Après un an à la tête des deux syndicats français puissants, la CGT et la CFDT, le bilan des deux femmes secrétaires générales est maintenant établi. Quels ont été leurs principaux défis et réussites durant cette année ?

TL;DR

  • Les leaders syndicales de la CFDT et de la CGT dressent leur bilan après un an.
  • Elles ont préservé l’unité syndicale malgré des luttes et des divergences.
  • Elles prévoient des défis futurs autour du pouvoir d’achat et de l’écologie.
  • Un an de leadership féminin à la tête des syndicats français

    Avec une année à leur actif, Sophie Binet et Marylise Léon, secrétaires générales de la CGT et de la CFDT respectivement, dessinent l’avenir des syndicats français. Malgré une bataille perdue sur la réforme des retraites, elles ont réussi à maintenir l’unité syndicale et à préparer le terrain pour les prochains combats pour le pouvoir d’achat et l’écologie.

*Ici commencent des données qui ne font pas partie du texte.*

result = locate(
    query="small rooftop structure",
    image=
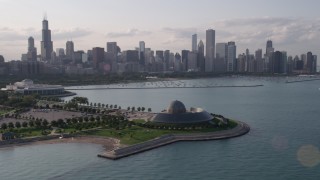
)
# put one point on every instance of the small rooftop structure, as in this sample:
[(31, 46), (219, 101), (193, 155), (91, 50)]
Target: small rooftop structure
[(7, 136), (176, 113)]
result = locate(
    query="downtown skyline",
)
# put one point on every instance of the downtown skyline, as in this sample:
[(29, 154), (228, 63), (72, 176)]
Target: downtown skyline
[(295, 32)]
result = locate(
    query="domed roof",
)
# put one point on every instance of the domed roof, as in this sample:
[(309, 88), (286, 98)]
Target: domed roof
[(176, 107)]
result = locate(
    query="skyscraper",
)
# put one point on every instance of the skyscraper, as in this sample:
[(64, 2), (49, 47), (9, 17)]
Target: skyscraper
[(221, 57), (70, 50), (269, 48), (46, 43), (231, 56), (97, 56), (210, 50), (201, 62), (142, 47), (194, 43)]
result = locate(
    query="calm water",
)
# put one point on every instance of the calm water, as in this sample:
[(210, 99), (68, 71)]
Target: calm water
[(283, 143)]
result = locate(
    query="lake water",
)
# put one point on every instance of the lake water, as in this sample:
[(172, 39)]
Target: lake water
[(283, 143)]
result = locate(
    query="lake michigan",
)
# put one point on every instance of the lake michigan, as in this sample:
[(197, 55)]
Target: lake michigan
[(283, 143)]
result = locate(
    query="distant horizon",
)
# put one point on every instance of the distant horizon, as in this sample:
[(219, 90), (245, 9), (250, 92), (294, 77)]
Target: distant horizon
[(295, 29)]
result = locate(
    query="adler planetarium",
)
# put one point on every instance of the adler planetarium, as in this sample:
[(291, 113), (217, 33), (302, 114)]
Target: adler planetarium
[(176, 113)]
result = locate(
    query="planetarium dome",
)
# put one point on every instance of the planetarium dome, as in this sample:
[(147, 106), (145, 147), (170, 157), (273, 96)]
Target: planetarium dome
[(176, 113), (176, 107)]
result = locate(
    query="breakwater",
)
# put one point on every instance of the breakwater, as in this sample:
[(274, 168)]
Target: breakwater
[(168, 87), (239, 130), (302, 80)]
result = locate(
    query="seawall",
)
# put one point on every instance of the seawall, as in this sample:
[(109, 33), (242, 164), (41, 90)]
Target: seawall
[(241, 129)]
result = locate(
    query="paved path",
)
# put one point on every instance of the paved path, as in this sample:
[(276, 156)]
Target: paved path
[(240, 130)]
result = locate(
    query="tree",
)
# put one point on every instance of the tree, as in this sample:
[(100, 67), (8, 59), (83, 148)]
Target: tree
[(10, 125), (24, 124), (45, 123), (37, 123), (4, 126), (18, 124), (31, 123), (60, 123), (86, 119), (54, 123)]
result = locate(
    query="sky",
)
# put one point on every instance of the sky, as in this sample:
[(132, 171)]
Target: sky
[(292, 25)]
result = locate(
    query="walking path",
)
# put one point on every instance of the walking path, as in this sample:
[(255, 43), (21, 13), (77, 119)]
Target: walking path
[(240, 130)]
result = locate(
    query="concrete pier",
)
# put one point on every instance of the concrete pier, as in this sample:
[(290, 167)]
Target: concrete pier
[(241, 129)]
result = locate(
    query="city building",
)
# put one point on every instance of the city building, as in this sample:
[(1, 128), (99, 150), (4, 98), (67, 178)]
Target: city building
[(112, 47), (201, 60), (192, 62), (231, 56), (210, 50), (32, 50), (97, 56), (176, 113), (221, 57), (27, 87), (184, 56), (142, 47), (194, 43), (46, 43), (70, 50)]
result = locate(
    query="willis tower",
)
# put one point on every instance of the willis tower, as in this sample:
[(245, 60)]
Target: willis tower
[(46, 43)]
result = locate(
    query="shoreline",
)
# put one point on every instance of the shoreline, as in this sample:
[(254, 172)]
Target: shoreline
[(107, 143), (241, 129), (113, 149), (187, 87)]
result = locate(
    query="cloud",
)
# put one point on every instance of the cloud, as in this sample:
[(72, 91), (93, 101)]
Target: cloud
[(64, 34), (280, 30), (180, 33), (8, 34), (128, 33)]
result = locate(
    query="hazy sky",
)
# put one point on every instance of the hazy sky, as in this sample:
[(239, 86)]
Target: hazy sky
[(292, 25)]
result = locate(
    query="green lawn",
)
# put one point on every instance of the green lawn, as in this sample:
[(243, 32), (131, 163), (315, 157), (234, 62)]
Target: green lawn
[(4, 111), (29, 132), (137, 134)]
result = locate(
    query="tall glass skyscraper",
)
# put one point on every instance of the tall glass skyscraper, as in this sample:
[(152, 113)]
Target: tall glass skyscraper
[(210, 49), (46, 43), (194, 43)]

    Les hauts et les bas d’une année de luttes

    Sophie Binet, héritière de la CGT de Philippe Martinez, a critiqué un gouvernement « toujours plus vertical », tout en soulignant les victoires syndicales, de la Tour Eiffel aux sans-papiers. Elle a admis que diriger un syndicat est à la fois épuisant et exaltant. De son côté, Marylise Léon de la CFDT a insisté sur le fait qu’après la réforme des retraites, leur équipe reste très combative et mobilisée.

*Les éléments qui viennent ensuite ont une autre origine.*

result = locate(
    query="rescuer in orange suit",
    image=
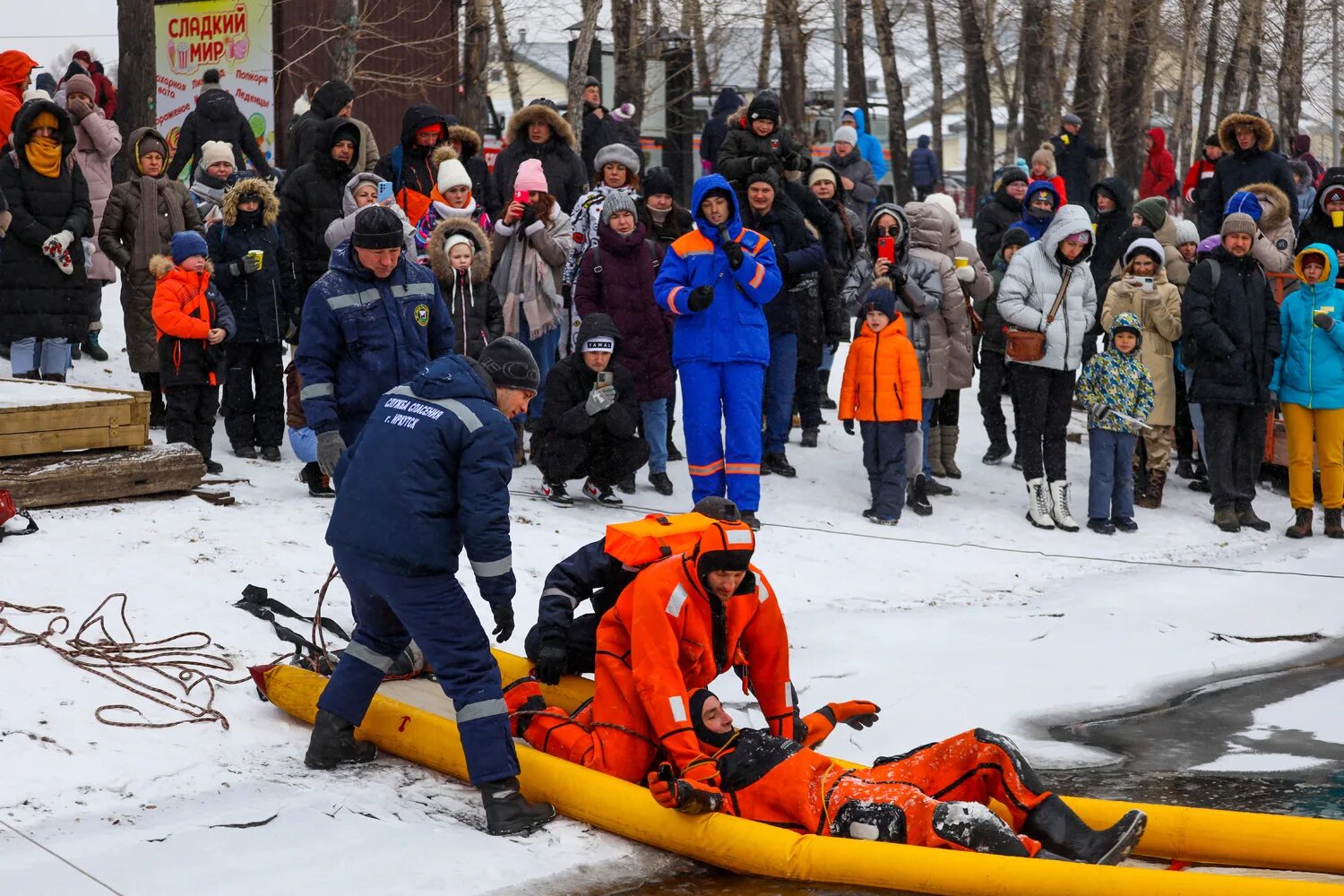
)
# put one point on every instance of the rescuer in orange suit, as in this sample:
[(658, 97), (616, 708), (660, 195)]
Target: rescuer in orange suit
[(935, 796), (677, 626)]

    L’unité syndicale au cœur des stratégies

    Ces deux femmes ont réussi à pérenniser l’unité syndicale, malgré une divergence sur son objectif permanent. Les preuves sont dans leur tribune commune contre la réforme de l’assurance-chômage et leurs propositions conjointes sur le « pacte de la vie au travail ».

    Préparer le futur des syndicats

    Avec un bon rythme d’adhésions, les deux dirigeantes sont prêtes à relever les défis du futur. Pour Marylise Léon, la « priorité numéro un » reste le pouvoir d’achat, tandis que Sophie Binet met l’accent sur la lutte contre l’extrême droite et l’extrême argent. Elles sont également conscientes des transformations écologiques et numériques qui nécessiteront des adaptations majeures.

    Dans une citation mise en lumière, Marylise Léon a déclaré: « Je ne suis pas une opposante à Emmanuel Macron. Je ne dis pas que c’est ce que fait Sophie Binet, mais elle est probablement perçue comme telle. » Ainsi, ces deux femmes continuent de forger leur propre chemin, tout en gardant à l’esprit les défis et les responsabilités qui les attendent.